Hello, I was wondering if Massoth Navigators will actually do 128 speeds steps? When I change the setting to 128 on mine, it will speed step as follows: 4, 8, 12, 16, 20, 24. You get the drift. On 14 or 28, it goes 1,2,3,4,etc. Is there a setting that I can change to get a true 128 speed steps or is the potentiometer not capable of such fine increments? Any help would be great. BTW, I use a Piko Cental Station and a Massoth Wireless USA Receiver2. Not the new 2.4G.


----------



## LGB333$$$$ (Oct 11, 2017)

wolfetrac said:


> Hello, I was wondering if Massoth Navigators will actually do 128 speeds steps? When I change the setting to 128 on mine, it will speed step as follows: 4, 8, 12, 16, 20, 24. You get the drift. On 14 or 28, it goes 1,2,3,4,etc. Is there a setting that I can change to get a true 128 speed steps or is the potentiometer not capable of such fine increments? Any help would be great. BTW, I use a Piko Cental Station and a Massoth Wireless USA Receiver2. Not the new 2.4G.

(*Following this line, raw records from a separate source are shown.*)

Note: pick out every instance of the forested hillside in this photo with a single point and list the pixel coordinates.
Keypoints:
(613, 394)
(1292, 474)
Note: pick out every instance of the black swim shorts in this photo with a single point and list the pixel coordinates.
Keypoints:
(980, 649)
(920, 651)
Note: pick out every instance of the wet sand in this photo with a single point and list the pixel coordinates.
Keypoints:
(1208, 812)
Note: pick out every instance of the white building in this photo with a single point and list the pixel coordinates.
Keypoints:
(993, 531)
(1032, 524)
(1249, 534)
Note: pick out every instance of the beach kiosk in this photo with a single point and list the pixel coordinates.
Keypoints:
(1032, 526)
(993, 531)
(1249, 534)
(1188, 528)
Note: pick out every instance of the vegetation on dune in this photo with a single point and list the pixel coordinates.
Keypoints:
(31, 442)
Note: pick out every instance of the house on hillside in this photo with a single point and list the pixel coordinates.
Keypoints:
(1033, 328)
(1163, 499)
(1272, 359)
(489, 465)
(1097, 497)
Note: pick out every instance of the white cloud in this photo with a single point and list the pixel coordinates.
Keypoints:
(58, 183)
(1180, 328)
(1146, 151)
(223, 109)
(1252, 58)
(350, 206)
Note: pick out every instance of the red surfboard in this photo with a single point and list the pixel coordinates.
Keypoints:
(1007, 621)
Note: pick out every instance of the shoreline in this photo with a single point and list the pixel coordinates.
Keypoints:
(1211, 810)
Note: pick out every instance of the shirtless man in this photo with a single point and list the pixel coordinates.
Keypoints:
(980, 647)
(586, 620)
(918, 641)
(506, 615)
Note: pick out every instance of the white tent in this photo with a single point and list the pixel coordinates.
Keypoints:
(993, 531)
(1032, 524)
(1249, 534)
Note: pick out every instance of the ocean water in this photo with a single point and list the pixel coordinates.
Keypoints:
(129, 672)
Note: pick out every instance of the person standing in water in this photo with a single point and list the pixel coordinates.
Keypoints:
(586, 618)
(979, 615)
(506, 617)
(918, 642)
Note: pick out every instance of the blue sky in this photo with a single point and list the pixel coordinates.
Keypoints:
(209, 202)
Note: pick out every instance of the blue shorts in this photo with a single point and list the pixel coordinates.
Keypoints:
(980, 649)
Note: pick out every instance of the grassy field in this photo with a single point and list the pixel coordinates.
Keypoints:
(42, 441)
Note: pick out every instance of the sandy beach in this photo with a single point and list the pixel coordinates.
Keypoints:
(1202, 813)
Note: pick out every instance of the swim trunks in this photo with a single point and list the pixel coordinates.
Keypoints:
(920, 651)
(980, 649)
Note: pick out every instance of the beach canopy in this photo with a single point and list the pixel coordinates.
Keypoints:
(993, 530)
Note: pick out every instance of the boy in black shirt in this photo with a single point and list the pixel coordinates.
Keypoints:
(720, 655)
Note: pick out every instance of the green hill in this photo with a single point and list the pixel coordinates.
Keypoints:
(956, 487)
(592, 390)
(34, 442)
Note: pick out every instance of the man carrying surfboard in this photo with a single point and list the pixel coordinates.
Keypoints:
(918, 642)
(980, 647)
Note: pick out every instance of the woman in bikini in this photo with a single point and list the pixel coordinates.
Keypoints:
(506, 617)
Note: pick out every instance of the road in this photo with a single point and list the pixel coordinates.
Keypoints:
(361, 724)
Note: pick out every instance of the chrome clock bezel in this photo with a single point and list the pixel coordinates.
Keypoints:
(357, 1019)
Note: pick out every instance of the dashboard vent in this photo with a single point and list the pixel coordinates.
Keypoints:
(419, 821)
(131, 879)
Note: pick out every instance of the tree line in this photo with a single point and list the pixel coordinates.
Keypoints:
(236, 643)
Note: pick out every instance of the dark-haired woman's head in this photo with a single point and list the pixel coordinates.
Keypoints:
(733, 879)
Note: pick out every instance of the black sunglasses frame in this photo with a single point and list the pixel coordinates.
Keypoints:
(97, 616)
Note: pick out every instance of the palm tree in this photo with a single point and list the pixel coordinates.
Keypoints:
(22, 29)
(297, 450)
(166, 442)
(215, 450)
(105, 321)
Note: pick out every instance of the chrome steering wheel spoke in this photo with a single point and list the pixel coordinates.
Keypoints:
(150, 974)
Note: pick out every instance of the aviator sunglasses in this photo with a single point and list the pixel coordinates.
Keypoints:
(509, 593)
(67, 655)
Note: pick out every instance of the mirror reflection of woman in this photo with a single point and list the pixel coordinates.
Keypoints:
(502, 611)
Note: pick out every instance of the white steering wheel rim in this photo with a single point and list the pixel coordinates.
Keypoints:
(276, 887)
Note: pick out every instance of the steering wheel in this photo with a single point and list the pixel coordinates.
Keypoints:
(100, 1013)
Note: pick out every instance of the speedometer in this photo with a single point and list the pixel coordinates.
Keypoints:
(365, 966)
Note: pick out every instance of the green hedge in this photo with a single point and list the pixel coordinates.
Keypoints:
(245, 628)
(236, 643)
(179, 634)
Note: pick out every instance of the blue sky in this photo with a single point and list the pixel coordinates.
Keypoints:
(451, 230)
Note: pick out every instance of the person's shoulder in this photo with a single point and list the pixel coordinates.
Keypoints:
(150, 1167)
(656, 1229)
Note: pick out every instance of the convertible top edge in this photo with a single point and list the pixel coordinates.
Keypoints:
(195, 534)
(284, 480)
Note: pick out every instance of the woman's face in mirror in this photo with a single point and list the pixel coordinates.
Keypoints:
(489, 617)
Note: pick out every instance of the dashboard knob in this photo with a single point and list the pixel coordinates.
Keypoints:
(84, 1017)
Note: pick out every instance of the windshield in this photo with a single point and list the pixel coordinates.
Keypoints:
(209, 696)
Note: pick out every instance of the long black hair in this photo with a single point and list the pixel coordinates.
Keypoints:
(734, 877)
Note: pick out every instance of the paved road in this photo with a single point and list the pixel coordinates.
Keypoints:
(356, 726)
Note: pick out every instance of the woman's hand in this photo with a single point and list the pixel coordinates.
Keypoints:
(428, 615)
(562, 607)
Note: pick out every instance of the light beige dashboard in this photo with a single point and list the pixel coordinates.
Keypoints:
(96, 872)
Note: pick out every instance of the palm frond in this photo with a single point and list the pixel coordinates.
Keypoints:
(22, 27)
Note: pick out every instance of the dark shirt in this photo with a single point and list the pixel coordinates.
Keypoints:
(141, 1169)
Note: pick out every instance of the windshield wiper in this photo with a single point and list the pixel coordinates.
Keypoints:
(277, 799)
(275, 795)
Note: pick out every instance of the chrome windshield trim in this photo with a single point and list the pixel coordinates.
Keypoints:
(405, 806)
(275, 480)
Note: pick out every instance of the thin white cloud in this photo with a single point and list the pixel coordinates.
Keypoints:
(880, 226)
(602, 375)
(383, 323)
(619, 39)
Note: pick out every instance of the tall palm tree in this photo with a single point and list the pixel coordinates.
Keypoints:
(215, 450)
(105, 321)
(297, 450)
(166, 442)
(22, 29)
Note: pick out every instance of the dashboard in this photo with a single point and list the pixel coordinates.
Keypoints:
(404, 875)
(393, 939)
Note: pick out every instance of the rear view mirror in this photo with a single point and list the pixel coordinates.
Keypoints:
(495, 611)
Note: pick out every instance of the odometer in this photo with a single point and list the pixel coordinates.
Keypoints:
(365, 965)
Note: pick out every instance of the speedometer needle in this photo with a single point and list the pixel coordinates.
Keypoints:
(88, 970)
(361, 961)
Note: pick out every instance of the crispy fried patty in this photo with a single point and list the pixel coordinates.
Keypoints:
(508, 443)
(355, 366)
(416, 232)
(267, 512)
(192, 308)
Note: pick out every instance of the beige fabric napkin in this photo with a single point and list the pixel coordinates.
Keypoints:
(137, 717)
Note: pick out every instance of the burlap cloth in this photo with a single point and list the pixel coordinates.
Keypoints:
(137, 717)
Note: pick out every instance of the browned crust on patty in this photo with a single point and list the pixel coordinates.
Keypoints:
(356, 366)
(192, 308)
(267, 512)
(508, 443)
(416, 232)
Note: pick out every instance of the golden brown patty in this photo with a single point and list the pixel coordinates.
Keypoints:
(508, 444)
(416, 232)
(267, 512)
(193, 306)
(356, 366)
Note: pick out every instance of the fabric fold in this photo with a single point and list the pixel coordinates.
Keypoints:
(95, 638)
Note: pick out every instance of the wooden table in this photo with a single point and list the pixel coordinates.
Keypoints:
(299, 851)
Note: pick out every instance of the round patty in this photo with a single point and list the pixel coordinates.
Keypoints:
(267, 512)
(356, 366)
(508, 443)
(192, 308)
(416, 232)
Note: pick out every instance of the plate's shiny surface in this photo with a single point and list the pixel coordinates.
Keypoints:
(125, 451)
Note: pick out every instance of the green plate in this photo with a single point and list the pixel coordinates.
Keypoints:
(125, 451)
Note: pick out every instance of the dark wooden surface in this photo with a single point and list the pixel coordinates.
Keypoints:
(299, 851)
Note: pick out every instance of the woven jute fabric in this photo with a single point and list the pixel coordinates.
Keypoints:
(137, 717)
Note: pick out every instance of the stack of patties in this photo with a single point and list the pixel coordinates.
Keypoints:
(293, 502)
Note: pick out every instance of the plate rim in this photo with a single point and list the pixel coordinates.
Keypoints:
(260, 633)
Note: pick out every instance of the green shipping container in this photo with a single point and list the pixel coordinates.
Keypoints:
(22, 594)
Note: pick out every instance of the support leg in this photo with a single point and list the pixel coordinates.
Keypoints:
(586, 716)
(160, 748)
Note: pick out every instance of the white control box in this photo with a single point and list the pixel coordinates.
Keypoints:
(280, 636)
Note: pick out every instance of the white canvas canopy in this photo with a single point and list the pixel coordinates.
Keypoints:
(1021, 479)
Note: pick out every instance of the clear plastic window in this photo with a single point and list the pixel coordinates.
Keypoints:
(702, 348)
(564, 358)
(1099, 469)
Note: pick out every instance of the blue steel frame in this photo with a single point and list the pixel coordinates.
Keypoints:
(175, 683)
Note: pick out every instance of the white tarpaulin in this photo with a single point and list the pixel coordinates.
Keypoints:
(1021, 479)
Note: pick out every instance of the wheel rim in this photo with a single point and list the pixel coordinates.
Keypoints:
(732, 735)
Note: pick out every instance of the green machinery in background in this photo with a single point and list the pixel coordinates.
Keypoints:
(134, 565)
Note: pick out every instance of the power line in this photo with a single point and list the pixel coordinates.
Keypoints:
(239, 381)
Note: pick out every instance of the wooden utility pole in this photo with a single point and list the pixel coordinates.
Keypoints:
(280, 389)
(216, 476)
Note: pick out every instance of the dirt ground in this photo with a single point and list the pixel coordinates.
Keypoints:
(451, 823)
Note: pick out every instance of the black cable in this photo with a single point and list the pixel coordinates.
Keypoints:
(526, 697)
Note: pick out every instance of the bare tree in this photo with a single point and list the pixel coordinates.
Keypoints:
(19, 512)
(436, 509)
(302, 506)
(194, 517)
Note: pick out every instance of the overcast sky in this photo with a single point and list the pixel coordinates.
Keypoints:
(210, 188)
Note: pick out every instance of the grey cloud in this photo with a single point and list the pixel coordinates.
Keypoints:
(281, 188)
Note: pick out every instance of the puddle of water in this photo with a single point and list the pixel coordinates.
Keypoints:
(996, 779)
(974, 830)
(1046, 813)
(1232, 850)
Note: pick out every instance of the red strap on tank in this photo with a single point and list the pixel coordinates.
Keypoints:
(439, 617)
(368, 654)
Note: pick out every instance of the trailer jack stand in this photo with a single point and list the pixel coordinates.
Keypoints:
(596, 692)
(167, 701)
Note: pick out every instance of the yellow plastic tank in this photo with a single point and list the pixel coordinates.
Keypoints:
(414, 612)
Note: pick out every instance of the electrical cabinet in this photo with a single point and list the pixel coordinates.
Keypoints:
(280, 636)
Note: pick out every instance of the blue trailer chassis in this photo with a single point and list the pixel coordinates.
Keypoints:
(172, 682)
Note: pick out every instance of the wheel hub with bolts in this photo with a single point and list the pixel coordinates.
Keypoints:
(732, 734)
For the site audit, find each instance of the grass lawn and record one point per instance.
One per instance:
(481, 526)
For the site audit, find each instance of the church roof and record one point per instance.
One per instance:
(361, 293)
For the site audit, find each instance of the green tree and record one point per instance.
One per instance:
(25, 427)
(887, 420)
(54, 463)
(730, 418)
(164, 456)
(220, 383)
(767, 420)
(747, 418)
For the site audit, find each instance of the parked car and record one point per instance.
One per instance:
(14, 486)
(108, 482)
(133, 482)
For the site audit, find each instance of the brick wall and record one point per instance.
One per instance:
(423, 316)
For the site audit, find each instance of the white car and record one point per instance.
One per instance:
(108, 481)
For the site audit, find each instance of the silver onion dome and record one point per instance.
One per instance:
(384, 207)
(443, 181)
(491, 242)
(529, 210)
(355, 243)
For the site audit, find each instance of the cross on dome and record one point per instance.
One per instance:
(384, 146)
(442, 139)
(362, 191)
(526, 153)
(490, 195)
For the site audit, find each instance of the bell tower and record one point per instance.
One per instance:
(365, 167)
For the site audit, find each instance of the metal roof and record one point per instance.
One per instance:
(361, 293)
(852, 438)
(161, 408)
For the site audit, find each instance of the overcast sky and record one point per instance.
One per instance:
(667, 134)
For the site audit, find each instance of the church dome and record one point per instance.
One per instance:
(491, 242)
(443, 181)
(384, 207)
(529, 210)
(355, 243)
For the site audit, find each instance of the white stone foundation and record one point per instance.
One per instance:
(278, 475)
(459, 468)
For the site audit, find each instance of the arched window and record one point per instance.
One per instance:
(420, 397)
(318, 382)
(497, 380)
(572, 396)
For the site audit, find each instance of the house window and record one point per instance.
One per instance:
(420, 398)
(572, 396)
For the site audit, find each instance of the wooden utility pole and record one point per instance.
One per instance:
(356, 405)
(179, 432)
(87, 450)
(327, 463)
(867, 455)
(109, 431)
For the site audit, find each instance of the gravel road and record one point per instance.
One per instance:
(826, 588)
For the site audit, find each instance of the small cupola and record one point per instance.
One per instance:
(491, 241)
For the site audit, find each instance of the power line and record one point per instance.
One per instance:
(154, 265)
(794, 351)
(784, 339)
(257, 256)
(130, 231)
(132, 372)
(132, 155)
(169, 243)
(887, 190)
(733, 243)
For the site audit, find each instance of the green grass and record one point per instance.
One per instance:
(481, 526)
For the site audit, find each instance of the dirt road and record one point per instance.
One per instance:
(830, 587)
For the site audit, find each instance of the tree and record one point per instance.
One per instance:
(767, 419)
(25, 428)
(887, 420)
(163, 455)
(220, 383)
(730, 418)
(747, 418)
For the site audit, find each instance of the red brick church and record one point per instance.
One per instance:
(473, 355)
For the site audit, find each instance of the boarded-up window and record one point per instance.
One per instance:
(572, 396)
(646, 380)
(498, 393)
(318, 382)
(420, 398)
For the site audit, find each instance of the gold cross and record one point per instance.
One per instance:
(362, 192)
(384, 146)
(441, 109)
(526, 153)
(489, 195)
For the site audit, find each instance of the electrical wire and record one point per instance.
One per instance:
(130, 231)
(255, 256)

Yes, you hold down M2 for several seconds to get the screen for setting the speed steps..........14, 28, or 128. Then go through the rest of the screens making your selections and then Save. Back at your Main screen, if you selected 128, it should show 128 in the left-side line under the loco's picture. 

If you can't get it to work, you may need to update your Navigator's firmware. You'll need either a Massoth PC Programming Module or a Massoth DiMax 1210z Command Station to do it.


----------



## Dan Pierce (Jan 2, 2008)

If using the Navigator on the LGB MTS III, they only do 14 and 28 steps with the navigator.


----------



## LGB333$$$$ (Oct 11, 2017)

Dan Pierce said:


> If using the Navigator on the LGB MTS III, they only do 14 and 28 steps with the navigator.


True statement, but the OP uses a Piko DCC Central Station.


----------



## Dan Pierce (Jan 2, 2008)

Oops missed the piko reference. Hopefully my comment will remind people that read this with the MTSIII system will remember the restrictions.


----------